Но знать надо было. Возможно, это поможет понять Коула. Возможно, ей удастся проникнуть в темные, таинственные глубины души этого отшельника.

– А дальше было вот что. На следующее утро Барнабас Слокум, владелец ранчо из соседнего графства, подъехал к нашему дому и потребовал представить закладную, как ему пообещал отец. «Огненная гора» была отличным ранчо, хорошо известным в этих краях. Слокум давно положил на него глаз.

Мой отец пришел домой на рассвете пьяный в стельку и спал как сурок, когда приехал Слокум. Дверь открыла мать. Она была очень красивой. – Голос Коула дрогнул, и у Джулианы мороз прошел по коже. – Мать ничего не знала о том, что произошло ночью.

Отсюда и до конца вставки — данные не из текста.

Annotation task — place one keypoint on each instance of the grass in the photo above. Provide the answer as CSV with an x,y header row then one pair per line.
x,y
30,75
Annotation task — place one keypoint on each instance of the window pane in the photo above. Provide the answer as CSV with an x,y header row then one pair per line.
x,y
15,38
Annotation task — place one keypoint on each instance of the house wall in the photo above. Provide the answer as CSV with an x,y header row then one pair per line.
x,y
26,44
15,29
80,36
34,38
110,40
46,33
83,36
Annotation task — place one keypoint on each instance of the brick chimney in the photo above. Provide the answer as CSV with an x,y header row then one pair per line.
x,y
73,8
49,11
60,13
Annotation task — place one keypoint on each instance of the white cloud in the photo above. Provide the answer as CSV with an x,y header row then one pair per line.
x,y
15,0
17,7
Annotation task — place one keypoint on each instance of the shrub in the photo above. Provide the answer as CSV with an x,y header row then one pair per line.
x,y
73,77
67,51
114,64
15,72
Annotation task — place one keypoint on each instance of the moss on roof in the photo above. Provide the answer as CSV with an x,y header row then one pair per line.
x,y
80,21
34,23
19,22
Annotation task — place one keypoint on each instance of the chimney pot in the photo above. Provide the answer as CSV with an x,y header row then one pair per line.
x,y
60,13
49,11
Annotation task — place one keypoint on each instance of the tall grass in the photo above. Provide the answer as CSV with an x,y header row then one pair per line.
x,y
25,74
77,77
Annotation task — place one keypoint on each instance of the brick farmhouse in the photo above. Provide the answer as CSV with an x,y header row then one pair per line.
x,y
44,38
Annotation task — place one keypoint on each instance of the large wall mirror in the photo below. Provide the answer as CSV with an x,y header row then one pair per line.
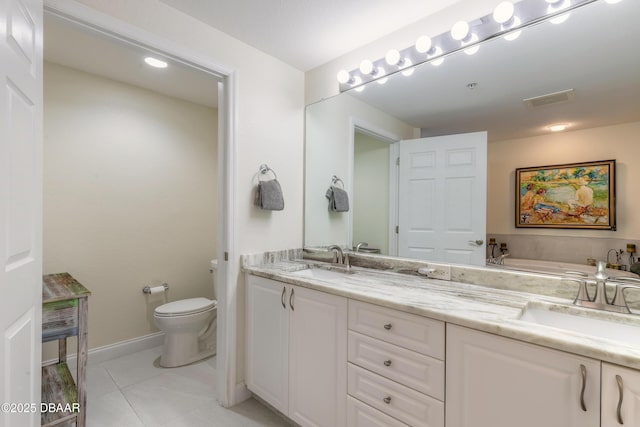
x,y
589,67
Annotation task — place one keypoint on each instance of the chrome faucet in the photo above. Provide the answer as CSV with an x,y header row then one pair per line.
x,y
361,244
339,256
600,301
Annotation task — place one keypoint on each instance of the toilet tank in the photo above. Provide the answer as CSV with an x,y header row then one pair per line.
x,y
214,277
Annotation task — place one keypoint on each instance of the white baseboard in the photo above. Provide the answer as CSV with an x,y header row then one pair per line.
x,y
123,348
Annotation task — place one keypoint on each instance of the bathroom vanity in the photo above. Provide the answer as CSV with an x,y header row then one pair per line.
x,y
64,314
418,349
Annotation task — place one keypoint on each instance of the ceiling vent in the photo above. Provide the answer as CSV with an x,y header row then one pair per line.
x,y
551,98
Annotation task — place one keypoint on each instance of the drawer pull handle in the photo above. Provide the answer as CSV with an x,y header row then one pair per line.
x,y
619,410
583,371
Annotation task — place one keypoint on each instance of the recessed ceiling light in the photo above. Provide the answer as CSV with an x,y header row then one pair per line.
x,y
154,62
558,127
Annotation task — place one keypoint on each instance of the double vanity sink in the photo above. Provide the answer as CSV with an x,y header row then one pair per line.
x,y
542,319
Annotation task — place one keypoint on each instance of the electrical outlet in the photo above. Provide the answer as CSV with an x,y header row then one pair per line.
x,y
443,272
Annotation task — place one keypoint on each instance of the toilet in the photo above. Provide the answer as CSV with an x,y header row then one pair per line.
x,y
189,327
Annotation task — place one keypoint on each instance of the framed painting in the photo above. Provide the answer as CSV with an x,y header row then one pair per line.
x,y
576,195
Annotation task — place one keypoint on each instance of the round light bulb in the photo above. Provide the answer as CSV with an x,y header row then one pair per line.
x,y
366,67
343,76
154,62
392,57
423,44
503,12
460,30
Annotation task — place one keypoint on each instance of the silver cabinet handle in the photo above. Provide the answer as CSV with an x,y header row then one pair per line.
x,y
583,371
619,410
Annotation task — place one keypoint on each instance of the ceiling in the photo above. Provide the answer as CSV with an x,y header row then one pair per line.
x,y
308,33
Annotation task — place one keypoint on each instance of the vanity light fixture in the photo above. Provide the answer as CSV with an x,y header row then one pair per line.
x,y
155,62
508,20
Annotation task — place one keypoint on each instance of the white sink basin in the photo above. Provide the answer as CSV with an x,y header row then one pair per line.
x,y
583,321
322,273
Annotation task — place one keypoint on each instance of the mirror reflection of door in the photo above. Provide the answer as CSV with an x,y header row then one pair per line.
x,y
442,198
372,191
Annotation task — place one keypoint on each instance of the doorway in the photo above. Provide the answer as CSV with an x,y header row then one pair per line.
x,y
224,89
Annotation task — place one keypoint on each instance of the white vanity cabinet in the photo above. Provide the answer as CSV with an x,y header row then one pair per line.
x,y
494,381
620,396
396,368
296,351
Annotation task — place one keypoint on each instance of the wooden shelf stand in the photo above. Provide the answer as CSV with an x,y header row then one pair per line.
x,y
64,314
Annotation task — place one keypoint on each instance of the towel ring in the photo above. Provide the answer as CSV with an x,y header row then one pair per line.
x,y
335,180
264,169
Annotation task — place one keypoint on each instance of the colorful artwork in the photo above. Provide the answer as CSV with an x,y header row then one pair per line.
x,y
578,195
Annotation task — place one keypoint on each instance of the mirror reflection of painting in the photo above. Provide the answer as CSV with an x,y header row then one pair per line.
x,y
577,195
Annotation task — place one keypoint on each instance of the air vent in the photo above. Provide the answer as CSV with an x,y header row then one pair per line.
x,y
551,98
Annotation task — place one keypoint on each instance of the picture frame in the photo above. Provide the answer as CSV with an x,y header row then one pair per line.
x,y
573,195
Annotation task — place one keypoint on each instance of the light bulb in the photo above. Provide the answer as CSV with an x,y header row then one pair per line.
x,y
366,67
460,30
154,62
423,44
503,12
393,57
343,76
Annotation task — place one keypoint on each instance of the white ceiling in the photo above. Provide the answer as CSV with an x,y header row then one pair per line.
x,y
308,33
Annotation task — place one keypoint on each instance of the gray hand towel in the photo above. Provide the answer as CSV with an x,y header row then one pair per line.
x,y
338,199
269,196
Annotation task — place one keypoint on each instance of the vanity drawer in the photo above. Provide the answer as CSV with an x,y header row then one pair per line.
x,y
407,330
415,370
363,415
398,401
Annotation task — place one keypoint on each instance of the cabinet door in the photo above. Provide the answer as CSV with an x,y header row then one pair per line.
x,y
317,358
498,382
268,340
620,396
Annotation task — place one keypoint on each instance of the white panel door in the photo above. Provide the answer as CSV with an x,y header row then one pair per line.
x,y
620,396
317,358
499,382
442,198
268,341
20,207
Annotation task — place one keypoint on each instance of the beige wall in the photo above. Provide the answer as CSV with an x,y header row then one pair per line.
x,y
618,142
371,192
130,197
268,128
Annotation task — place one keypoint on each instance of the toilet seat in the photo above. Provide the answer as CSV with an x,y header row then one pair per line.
x,y
185,307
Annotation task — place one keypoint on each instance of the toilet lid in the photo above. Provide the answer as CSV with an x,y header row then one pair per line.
x,y
185,306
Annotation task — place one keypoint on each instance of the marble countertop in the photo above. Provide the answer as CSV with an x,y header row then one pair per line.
x,y
482,308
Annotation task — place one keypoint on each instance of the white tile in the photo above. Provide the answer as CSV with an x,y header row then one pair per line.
x,y
134,368
110,410
168,397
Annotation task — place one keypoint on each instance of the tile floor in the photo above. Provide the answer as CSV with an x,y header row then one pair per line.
x,y
133,391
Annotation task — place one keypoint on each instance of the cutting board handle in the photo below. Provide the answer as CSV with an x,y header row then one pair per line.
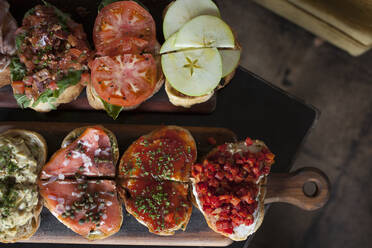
x,y
307,188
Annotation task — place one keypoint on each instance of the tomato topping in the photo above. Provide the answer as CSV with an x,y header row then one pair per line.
x,y
226,183
124,80
52,85
123,26
18,87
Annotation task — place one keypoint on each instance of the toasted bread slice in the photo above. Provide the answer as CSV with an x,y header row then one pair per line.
x,y
66,200
38,148
171,150
95,101
5,77
87,151
253,184
165,205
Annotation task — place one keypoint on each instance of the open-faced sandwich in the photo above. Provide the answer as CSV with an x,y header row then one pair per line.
x,y
127,70
22,154
200,54
51,59
78,184
227,187
153,174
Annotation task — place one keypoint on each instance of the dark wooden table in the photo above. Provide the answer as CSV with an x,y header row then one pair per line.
x,y
249,107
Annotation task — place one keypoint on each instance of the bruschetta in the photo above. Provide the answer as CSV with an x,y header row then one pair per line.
x,y
227,187
127,69
22,155
78,183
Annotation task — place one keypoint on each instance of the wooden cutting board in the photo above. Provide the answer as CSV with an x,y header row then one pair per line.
x,y
281,188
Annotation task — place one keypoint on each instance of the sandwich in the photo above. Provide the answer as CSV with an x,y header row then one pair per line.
x,y
50,65
200,54
22,155
126,71
153,179
78,183
227,187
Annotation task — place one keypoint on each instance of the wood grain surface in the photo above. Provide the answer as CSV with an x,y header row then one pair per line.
x,y
281,188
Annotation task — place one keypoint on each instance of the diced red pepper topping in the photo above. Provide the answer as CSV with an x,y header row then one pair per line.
x,y
226,184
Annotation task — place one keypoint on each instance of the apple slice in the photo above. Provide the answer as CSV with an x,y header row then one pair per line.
x,y
182,11
168,45
193,72
205,31
230,60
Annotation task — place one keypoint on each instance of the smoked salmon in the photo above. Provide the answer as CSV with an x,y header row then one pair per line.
x,y
78,183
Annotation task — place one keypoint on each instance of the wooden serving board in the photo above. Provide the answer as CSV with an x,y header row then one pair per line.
x,y
85,12
281,188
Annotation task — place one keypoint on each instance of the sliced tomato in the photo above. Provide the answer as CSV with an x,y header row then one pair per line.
x,y
123,22
18,87
124,80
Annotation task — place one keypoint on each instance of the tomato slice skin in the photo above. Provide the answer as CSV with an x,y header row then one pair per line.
x,y
124,80
124,22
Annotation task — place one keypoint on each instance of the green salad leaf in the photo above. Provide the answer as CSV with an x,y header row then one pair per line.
x,y
104,3
50,96
22,100
17,69
112,110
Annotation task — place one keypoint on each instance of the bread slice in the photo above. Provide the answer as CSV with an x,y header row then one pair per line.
x,y
68,95
129,189
241,232
38,148
95,101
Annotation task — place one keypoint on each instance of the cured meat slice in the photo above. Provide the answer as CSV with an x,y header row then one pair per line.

Отец все ей объяснил, а Слокуму заявил, что не может представить закладную, так как правами на «Огненную гору» уже владеет другой человек. Слокум взбесился. Уверен, ты не хочешь знать, что случилось потом.

Видит Бог, Джулиана не хотела, но должна была узнать все до конца. По его полному муки взгляду она уже догадалась, что произошло нечто ужасное, такое, что трудно вообразить. Сколько ему было в то время? Семь? Восемь?

– И что сделал Слокум?

Услышав ее испуганный шепот, Коул пристально заглянул ей в глаза. Немного поколебавшись, он заговорил:

– Он убил моих родителей и сестру. Но сначала он изнасиловал мать и Кейтлин. А отца заставил смотреть. Потом он и его люди убили их, всех до одного, по очереди. Я был последним. Меня держали, а я, глупый беспомощный малыш, вырывался и кричал… я все видел и слышал. Придушив Кейтлин и оставив ее, обнаженную, в пыли возле колодца, Слокум приказал своим людям избить меня. Они бросили меня умирать на дне оврага в полумиле от дома. Но прежде они привязали меня к лошади Слокума и приволокли туда.

– Нет. О нет, нет, – всхлипывала Джулиана, потрясенная до глубины души.

Она прижала руки к лицу, но слезы текли сквозь пальцы, ее плечи вздрагивали. То, что рассказал Коул, было чудовищным. Она не могла себе представить, что человек способен на такую жестокость. Сознание обжигал образ несчастного мальчика, ставшего свидетелем ужасов, которые Коул только что столь бесстрастно описал. Что-то надломилось в ней. Не думая ни о чем, повинуясь настоятельной потребности прикоснуться к нему, Джулиана нежно погладила Коула по лицу, словно стремясь успокоить его боль. Не успела она опомниться, как оказалась в крепких объятиях Роудона.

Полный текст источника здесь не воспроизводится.